Le dessinateur propose ensuite un storyboard qu’on valide avec l’éditeur. Mes scénarios sont très détaillés et découpés avec un nombre de cases par planches que le dessinateur est libre de respecter ou non ;
on discute ensuite du texte. Une fois le storyboard validé, on passe à la phase d’encrage puis à la mise en couleur, parfois avec un coloriste. Dans tous les cas, c’est un travail d’équipe ! On est en contact tout le temps et c’est passionnant! Moi qui suis nul en dessin (je ne sais même pas dessiner une maison !), je prends beaucoup de plaisir à voir mon scénario mis en image. C’est fantastique !
©Philippe Pelaez
Les AmBD : Peux-tu nous parler un peu de tes projets en cours ?
Philippe Pelaez : Comme je te l’ai dit, j’en ai beaucoup ! Depuis quatre ans, j’écris une dizaine de BD par an. La prochaine sortie, prévue pour le 20 août, sera La dernière Croi’ZAD. Elle raconte l’histoire d’une famille issue de la vieille noblesse désargentée, qui vit dans un manoir en très mauvais état
et qui apprend qu’une zone d’activité commerciale va être construite dans champ d’à côté. Et comme ce champ leur tient particulièrement à cœur, ils décident de faire une ZAD, mais une ZAD de bourgeois… sans succès. Impuissants, ils décident de faire appel à de vrais Zadistes pour empêcher les forces de l’ordre d’accéder au champ. C’est une BD très légère avec Gaël Séjourné au dessin avec qui j’avais écrit Les Fesses à Bardot.
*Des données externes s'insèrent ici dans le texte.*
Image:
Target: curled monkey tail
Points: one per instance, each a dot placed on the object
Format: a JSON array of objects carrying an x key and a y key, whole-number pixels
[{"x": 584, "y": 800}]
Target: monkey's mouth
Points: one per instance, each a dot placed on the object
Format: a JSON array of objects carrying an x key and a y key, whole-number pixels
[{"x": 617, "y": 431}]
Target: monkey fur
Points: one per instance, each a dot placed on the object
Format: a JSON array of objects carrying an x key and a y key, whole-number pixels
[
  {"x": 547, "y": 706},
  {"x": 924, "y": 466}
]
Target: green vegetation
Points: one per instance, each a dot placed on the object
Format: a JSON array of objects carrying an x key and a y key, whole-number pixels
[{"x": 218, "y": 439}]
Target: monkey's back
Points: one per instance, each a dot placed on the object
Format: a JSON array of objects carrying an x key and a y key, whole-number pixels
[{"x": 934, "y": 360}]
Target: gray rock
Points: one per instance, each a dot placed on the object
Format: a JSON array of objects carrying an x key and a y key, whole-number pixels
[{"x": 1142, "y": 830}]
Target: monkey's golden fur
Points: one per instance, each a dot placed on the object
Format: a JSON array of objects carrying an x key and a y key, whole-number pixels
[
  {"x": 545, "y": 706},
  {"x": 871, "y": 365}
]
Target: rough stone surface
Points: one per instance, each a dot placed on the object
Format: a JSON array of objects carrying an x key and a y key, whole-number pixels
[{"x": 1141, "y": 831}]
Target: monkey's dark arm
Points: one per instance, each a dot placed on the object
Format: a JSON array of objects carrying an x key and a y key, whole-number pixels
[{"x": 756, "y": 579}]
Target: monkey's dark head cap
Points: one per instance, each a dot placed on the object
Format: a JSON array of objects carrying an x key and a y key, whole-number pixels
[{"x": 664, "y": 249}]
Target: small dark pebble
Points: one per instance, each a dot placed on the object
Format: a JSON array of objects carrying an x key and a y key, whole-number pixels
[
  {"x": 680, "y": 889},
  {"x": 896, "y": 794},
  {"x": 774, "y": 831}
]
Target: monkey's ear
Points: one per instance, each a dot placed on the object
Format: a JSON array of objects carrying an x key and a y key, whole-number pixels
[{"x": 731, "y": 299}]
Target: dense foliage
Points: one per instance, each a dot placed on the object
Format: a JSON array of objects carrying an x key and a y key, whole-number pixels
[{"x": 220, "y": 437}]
© Dargaud – Intelligences – Philippe Pelaez, Hugo de Bénat et Gontran Toussaint – 2025
Le 27 août paraîtra le tome 2 de De bruit et de fureur, ma trilogie « Shakespearienne ». Le 1er tome
Shakespeare, sera donc suivi de Marlowe puis de Faust… Christopher Marlowe, poète maudit fut assassiné à 29 ans dans un bar. Même s’il n’est l’auteur que de sept pièces, Marlowe a été une source d’inspiration pour Shakespeare… et aurait peut-être même été Shakespeare puisque le mystère sur l’existence de ce dernier plane toujours…
Le 29 août, j’ai deux albums qui sortent chez Dargaud. Le 3eme tome de Six : Le serment de Gabaldon
qui devrait surprendre ceux qui suivent la série, et Intelligences, un thriller en phase avec l’actualité récente et co-écrit avec un ancien agent de la DGSI qui a souhaité garder son anonymat.
© Glénat – Kennedy(s) – Philippe Pelaez et Bernard Khattou – 2025
Le 15 octobre sortira chez Glénat Kennedy(s), un gros pavé de 550 pages en noir et blanc, dans la collection « 1001 feuilles », celle de La Bombe de Bollée et Alcante. Cet ouvrage, qui nous a pris quatre
ans de travail, relate le destin des Kennedy notamment celui de Joe Kenedy et de ses deux premiers fils, Joe Junior et John. Il est découpé en 3 parties : « Au nom du père », « Au nom des fils » et « Au nom des autres », centrée sur la présidence de JFK et son assassinat.
Les AmBD : Pour terminer, pourrais-tu nous confier ton tout premier souvenir de BD?
Philippe Pelaez : Quand je remonte à mes premiers souvenirs de livres, je ne vois pas pas de BD mais plutôt des classiques de la littérature comme Victor Hugo ou Balzac. A 6 ans, j’avais lu l’intégrale de Voltaire et de Chateaubriand. J’adore aussi Racine, je trouve que c’est du miel pour l’oreille… Mes souvenirs BD sont également des classiques. Dans les années 70, j‘ai lu Tintin, Astérix, Lucky Luke parce qu’on me les avait offerts. Je me suis vite tourné vers Thorgal, Blueberry et Michel Vaillant. Comme en littérature ou au cinéma, mes lectures BD étaient très éclectiques. Je suis un boulimique de tout et j’ai toujours envie d’explorer de nouveaux territoires. Ce qui rejoint d’ailleurs ma réponse à ta deuxième question. J’écris des choses très différentes pour sortir de ma zone de confort et de toujours me remettre en question. Je ne veux pas être catalogué et je souhaite garder un spectre d’inspiration le plus large possible.